Shu
Huang
a and
Jacqueline M.
Cole
*ab
aCavendish Laboratory, Department of Physics, University of Cambridge, J. J. Thomson Avenue, Cambridge CB3 0HE, UK. E-mail: jmc61@cam.ac.uk
bISIS Neutron and Muon Source, Rutherford Appleton Laboratory, Harwell Science and Innovation Campus, Didcot, Oxfordshire OX11 0QX, UK
First published on 23rd September 2022
Due to the massive growth of scientific publications, literature mining is becoming increasingly popular for researchers to thoroughly explore scientific text and extract such data to create new databases or augment existing databases. Efforts in literature-mining software design and implementation have improved text-mining productivity, but most of the toolkits that mine text are based on traditional machine-learning-algorithms which hinder the performance of downstream text-mining tasks. Natural-language processing (NLP) and text-mining technologies have seen a rapid development since the release of transformer models, such as bidirectional encoder representations from transformers (BERT). Upgrading rule-based or machine-learning-based literature-mining toolkits by embedding transformer models into the software is therefore likely to improve their text-mining performance. To this end, we release a Python-based literature-mining toolkit for the field of battery materials, BatteryDataExtractor, which involves the embedding of BatteryBERT models in its automated data-extraction pipeline. This pipeline employs BERT models for token-classification tasks, such as abbreviation detection, part-of-speech tagging, and chemical-named-entity recognition, as well as new double-turn question-answering data-extraction models for auto-generating repositories of inter-related material and property data as well as general information. We demonstrate that BatteryDataExtractor exhibits state-of-the-art performance on the evaluation data sets for both token classification and automated data extraction. To aid the use of BatteryDataExtractor, its code is provided as open-source software, with associated documentation to serve as a user guide.

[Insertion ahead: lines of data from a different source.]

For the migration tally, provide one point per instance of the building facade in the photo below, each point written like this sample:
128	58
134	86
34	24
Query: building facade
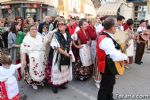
37	9
79	8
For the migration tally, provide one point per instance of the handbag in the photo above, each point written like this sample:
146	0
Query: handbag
64	60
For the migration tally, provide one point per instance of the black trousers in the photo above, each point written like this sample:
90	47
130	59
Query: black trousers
106	86
139	52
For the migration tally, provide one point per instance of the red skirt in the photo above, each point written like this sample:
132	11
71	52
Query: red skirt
3	93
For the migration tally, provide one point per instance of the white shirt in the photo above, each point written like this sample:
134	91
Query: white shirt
6	75
99	28
121	28
108	46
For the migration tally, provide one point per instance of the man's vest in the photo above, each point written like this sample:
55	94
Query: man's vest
101	55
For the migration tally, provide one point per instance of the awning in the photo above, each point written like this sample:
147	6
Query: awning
19	1
109	9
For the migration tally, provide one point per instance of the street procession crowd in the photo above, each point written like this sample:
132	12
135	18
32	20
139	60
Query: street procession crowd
57	50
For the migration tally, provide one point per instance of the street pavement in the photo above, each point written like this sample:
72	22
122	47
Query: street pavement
135	82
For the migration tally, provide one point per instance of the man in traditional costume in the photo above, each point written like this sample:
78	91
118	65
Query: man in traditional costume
33	58
61	70
140	42
107	47
83	67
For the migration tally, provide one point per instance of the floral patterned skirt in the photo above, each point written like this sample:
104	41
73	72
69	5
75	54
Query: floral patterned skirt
82	72
4	95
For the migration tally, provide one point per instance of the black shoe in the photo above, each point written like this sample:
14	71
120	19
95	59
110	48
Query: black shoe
55	89
23	97
139	63
62	87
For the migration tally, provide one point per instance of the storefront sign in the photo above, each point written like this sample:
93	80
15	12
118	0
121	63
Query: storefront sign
5	7
136	1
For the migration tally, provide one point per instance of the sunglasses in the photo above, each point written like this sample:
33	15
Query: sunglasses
61	24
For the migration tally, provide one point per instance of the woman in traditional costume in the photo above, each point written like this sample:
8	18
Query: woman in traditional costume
33	58
130	49
83	67
61	71
12	41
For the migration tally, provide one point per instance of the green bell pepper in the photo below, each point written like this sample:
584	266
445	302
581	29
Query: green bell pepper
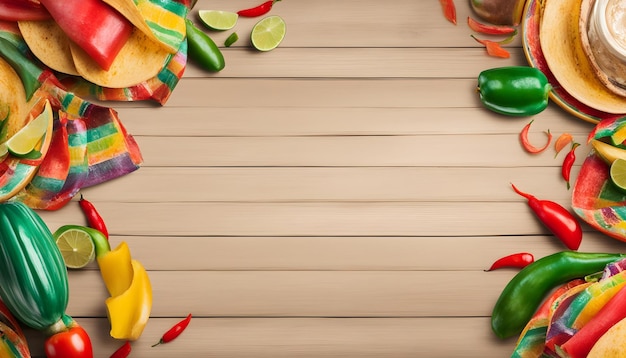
514	90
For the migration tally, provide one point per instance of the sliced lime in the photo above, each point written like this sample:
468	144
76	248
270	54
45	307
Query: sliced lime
218	20
25	140
268	33
231	39
618	174
76	246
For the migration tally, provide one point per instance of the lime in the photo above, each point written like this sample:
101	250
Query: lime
24	141
268	33
618	174
218	20
76	246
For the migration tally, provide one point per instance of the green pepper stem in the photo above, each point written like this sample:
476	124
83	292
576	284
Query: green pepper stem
29	72
100	242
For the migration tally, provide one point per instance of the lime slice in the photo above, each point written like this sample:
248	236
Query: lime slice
231	39
268	33
218	20
24	141
618	174
76	246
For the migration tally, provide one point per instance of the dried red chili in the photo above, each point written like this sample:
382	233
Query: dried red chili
568	162
175	331
123	351
518	260
489	29
557	219
526	143
449	10
94	219
259	10
493	48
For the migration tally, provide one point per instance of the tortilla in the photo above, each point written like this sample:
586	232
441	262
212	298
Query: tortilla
133	13
13	103
139	60
562	48
612	342
49	44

Compared to other data sources, literature-text data are fully processed (as supposed to raw data) and readily accessible in electronic format, while their total number perpetually increases with advancing time. However, scientific-literature texts are lengthy, diverse and unstructured, which makes it difficult for researchers to screen the literature in order to obtain useful information. Literature mining is thus becoming of high demand for scientific-information retrieval and knowledge extraction. Efforts have thus been invested into text mining by manually labeling hundreds of scientific papers11,18,19 to serve supervised or semi-supervised machine-learning (ML) methods that automate large-scale database curation such as synthetic parameters;20–22 while natural-language-processing (NLP) methods and ML methods have been employed to auto-generate materials properties.23–27 Apart from data extraction, text mining can also assist in the reviewing of research trends28–30 and provide latent scientific information using unsupervised ML methods.31–33
In order to improve the efficiency and effectiveness of literature mining and adapt it to a specific materials domain such as batteries, several studies have been dedicated to the development of the chemistry-aware toolkit, e.g. ChemDataExtractor34,35 and PDFDataExtractor,36 whose functionalities are based on NLP and ML algorithms. For example, ChemDataExtractor v1.3 embraces a hybrid system for chemical-named-entity recognition (CNER), including regular expression-based, dictionary-based, and conditional-random-field (CRF)-based37 recognizers. It also uses rule-based phrase parsing and table parsing to enable database auto-generation.34
Recent years have witnessed a particularly rapid development of text mining and NLP technologies38 due to the introduction of huge deep-learning models, such as long short-term memory (LSTM)39 and bidirectional-encoder representations from transformers (BERT).40 Transformer-based language models have achieved state-of-the-art results on almost all downstream NLP tasks, such as named-entity recognition and question-answering.40,41 Huge transformer models have also been created in the area of scientific literature by training on subject-specific data. Models such as MatBERT42 and MatSciBERT43 have demonstrated their usage on tasks including text classification and CNER. Meanwhile, the BatteryBERT44 language model has provided domain-specific capabilities within materials science; thereby, it can classify papers into those that concern battery materials or otherwise, as well as distinguish the type of battery material that has been mentioned as belonging to an anode, cathode or electrolyte. The aforementioned ‘chemistry-aware’ toolkit, ChemDataExtractor, can also be updated by embedding its capabilities into a transformer model. One example is the latest version of ChemDataExtractor (v2.1), which takes advantage of the fine-tuned SciBERT45 language model to achieve both organic and inorganic CNER simultaneously.46
However, current efforts that apply transformer models to chemistry-based text-mining processes have remained largely unexplored, partly due to a lack of integrated software. A single toolkit that is designed for automatically extracting text about chemicals and properties from scientific documents that is based on transformer models, is still needed to enhance the productivity of mining scientific text. To this end, we designed a transformer-based data-extraction pipeline by embedding pretrained BatteryBERT models into a Python toolkit, BatteryDataExtractor. To the best of our knowledge, BatteryDataExtractor is the first software that uses a full deep-learning-based pipeline of a language model for the automatic extraction of cognate chemical and property data.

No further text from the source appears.